France reportedly postpones Middle East peace conference

According to Voice of Palestine radio, France delays talks, with Netanyahu consistently refusing to participate in the summit on premise 'it will not contribute to peace;' report comes one week after Netanyahu told President Hollande he would fly to Paris to meet with Abbas as an alternative option.

France will postpone a proposed Middle East peace conference in Paris to January next year, Voice of Palestine radio reported on Wednesday, with Prime Minister Benjamin Netanyahu refusing to participate and US attendance in doubt.

 

 

France has been trying to persuade Netanyahu, who has repeatedly rejected the conference proposal, to meet with Palestinian President Mahmoud Abbas in the French capital to try to revive moribund peace talks between the two sides.

 

Israel stated its refusal to participate in the talks on a number of occasions, rejecting an ultimatum set by France to recognize a Palestinian state if Paris' efforts to break the deadlock between the warring sides fail. 

 

Netanyahu with French President Francois Hollande (Photo: AFP) (Photo: AFP)
Netanyahu with French President Francois Hollande (Photo: AFP)

 

Voice of Palestine radio quoted Palestinian Ambassador to France Salman El Herfi as saying that Paris had informed the Palestinians of its delay to the peace conference until January "to make better preparations".
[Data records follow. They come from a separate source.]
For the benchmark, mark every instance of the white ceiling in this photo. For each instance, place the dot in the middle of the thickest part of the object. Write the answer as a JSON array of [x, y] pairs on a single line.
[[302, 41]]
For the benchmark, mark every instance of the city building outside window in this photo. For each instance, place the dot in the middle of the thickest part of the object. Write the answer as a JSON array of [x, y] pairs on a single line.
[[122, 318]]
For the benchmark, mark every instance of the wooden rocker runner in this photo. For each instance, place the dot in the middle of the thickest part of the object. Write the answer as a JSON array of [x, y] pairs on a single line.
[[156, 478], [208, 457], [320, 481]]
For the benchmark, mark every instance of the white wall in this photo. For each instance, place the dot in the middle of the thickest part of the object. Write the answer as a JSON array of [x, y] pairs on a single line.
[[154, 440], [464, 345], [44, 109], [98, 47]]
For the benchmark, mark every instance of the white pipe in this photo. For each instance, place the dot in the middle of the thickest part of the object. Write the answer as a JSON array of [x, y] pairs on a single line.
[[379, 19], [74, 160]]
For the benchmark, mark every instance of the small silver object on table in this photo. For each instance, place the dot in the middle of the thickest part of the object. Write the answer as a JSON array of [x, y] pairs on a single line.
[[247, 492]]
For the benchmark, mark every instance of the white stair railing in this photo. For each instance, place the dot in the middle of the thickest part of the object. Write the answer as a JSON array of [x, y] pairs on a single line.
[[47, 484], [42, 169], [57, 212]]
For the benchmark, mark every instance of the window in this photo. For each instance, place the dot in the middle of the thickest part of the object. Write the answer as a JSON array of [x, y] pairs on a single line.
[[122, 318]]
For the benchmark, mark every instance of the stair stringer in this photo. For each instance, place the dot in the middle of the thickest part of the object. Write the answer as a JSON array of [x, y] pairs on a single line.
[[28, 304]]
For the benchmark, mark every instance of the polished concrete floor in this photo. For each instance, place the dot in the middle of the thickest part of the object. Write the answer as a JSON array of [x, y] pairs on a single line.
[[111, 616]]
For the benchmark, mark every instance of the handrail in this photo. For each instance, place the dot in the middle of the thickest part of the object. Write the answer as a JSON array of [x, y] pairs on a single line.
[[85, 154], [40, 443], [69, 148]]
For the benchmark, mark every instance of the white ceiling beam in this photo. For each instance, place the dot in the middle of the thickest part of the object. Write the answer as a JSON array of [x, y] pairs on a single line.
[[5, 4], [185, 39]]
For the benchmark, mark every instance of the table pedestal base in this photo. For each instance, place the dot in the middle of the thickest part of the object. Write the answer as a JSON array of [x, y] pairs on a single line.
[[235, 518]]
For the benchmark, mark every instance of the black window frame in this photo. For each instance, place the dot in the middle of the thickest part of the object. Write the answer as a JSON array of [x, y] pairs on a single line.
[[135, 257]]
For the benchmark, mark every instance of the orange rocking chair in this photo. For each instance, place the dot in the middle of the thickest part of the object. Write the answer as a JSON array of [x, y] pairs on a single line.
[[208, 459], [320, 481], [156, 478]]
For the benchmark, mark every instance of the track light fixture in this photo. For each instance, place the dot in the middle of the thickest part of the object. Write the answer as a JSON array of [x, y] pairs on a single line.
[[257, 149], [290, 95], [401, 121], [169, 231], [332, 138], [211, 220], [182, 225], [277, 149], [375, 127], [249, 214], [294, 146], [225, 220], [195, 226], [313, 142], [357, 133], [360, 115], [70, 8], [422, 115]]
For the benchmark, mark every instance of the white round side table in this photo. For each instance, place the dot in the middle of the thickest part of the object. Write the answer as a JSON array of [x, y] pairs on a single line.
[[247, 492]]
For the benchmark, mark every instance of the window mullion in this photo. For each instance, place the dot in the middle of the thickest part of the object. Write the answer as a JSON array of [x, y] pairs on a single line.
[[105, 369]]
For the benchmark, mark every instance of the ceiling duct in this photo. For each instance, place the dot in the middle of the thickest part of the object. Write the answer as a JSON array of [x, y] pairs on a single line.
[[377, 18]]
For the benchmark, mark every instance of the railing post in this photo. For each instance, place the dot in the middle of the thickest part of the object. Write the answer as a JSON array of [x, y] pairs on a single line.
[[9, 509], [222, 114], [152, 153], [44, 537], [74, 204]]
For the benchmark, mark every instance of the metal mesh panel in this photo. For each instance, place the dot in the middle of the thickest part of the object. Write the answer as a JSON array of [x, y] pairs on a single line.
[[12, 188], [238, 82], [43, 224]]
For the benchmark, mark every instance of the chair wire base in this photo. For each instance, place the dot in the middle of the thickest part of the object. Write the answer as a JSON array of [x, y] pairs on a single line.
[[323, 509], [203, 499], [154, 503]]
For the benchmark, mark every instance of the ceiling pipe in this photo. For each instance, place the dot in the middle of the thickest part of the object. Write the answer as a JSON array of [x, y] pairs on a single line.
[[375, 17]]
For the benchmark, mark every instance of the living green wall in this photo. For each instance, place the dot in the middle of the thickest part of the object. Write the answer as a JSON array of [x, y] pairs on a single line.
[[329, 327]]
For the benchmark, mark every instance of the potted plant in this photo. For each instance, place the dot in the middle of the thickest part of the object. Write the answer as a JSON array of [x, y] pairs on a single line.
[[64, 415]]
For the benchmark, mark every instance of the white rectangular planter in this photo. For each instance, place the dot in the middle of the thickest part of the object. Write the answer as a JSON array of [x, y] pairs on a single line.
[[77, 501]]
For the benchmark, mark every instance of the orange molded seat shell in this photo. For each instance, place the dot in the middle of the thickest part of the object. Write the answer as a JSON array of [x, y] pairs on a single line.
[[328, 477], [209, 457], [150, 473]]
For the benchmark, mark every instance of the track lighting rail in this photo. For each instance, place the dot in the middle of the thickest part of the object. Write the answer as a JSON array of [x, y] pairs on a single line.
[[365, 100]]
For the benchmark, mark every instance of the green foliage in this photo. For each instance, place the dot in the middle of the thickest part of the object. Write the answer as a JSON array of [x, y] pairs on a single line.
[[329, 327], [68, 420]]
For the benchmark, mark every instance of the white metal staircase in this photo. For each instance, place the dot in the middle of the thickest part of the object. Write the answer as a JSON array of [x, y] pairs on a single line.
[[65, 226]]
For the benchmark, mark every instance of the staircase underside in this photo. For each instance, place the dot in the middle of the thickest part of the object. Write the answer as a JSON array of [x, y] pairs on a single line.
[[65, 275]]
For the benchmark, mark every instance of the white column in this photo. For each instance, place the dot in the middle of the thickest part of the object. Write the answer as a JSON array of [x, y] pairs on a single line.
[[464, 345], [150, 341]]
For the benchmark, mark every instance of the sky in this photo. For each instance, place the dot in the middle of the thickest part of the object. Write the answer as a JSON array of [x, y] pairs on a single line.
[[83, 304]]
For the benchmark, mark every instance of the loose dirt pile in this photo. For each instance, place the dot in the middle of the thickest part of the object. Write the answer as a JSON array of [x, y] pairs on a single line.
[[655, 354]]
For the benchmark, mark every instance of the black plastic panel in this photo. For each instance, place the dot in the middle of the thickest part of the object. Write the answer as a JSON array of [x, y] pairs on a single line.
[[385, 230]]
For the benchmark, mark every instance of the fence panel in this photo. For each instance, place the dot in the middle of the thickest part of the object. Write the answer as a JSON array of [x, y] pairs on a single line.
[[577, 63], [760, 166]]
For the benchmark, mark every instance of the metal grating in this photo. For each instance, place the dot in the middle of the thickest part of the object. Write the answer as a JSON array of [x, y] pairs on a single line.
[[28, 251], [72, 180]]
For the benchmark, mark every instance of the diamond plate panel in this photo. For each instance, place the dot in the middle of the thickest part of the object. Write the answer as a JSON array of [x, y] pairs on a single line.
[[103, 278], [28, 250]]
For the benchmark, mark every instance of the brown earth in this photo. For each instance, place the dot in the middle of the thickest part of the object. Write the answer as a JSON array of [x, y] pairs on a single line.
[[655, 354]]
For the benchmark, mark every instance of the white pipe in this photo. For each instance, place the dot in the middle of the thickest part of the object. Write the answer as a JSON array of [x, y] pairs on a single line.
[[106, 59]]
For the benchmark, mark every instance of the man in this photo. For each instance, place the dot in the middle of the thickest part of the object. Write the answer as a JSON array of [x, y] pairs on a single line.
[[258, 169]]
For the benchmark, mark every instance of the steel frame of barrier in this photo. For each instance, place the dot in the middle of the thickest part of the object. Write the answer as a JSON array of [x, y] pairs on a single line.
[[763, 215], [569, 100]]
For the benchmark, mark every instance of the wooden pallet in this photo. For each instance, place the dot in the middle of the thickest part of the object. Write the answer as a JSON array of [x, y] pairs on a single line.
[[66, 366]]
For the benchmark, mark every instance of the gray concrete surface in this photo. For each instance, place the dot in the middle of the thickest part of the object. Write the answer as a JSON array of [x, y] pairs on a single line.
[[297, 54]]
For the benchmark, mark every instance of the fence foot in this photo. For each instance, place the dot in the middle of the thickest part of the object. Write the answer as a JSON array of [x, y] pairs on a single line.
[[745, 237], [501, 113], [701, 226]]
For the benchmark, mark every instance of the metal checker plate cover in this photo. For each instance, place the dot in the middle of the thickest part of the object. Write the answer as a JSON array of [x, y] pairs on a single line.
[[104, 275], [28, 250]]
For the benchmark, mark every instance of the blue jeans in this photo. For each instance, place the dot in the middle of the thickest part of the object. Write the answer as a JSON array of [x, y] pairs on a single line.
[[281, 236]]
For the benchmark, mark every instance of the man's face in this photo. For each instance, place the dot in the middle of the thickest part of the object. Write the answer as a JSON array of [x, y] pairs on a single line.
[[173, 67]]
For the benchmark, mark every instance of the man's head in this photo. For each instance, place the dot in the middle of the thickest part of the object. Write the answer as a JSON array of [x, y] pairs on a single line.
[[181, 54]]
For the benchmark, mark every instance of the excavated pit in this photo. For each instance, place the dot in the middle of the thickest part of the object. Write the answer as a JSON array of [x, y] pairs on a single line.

It said Herfi would meet French officials on Wednesday to discuss the issue and that he had said that if Israel refused to come in January, the international conference would still go ahead, but without the main protagonists.

 

France has repeatedly pushed for resuming the peace process this year, holding a preliminary conference in June where the United Nations, European Union, United States and major Arab countries gathered to discuss proposals without the Israelis or Palestinians present.

 

The plan was to hold a follow-up conference before Christmas with the Israelis and Palestinians involved to see whether the two sides could be brought back to negotiations.

 

The conference of foreign ministers was aimed at agreeing on a joint statement that would reaffirm the two-state solution on the basis of pre-1967 borders and according to Security Council resolutions, diplomats said.

 

The Palestinian mission in Paris was not immediately available for comment. The French foreign ministry declined to comment.

 

Last week, Netanyahu informed Hollande in a telephone call of his willingness to fly to Paris to engage in direct talks with Palestinian Authority President Mahmoud Abbas without preconditions as an alternative to the French-initiated international peace conference. Netanyahu insisted that the conference would 'not contribute to peace.'

 

Suspicions were already rife over French comittment to hold the sumit given the country's doubts about US President-elect Donald Trump's enthusiasm.

 

Despite the claims, however, Abbas advisor Husam Zomlot, who is slated to become the the next Palestinian ambassador to the United States, said that Élysée Palace and the French president already confirmed the date on which the international peace conference would take place, and that Paris was already setting the wheels in motion to bringing about its implementation.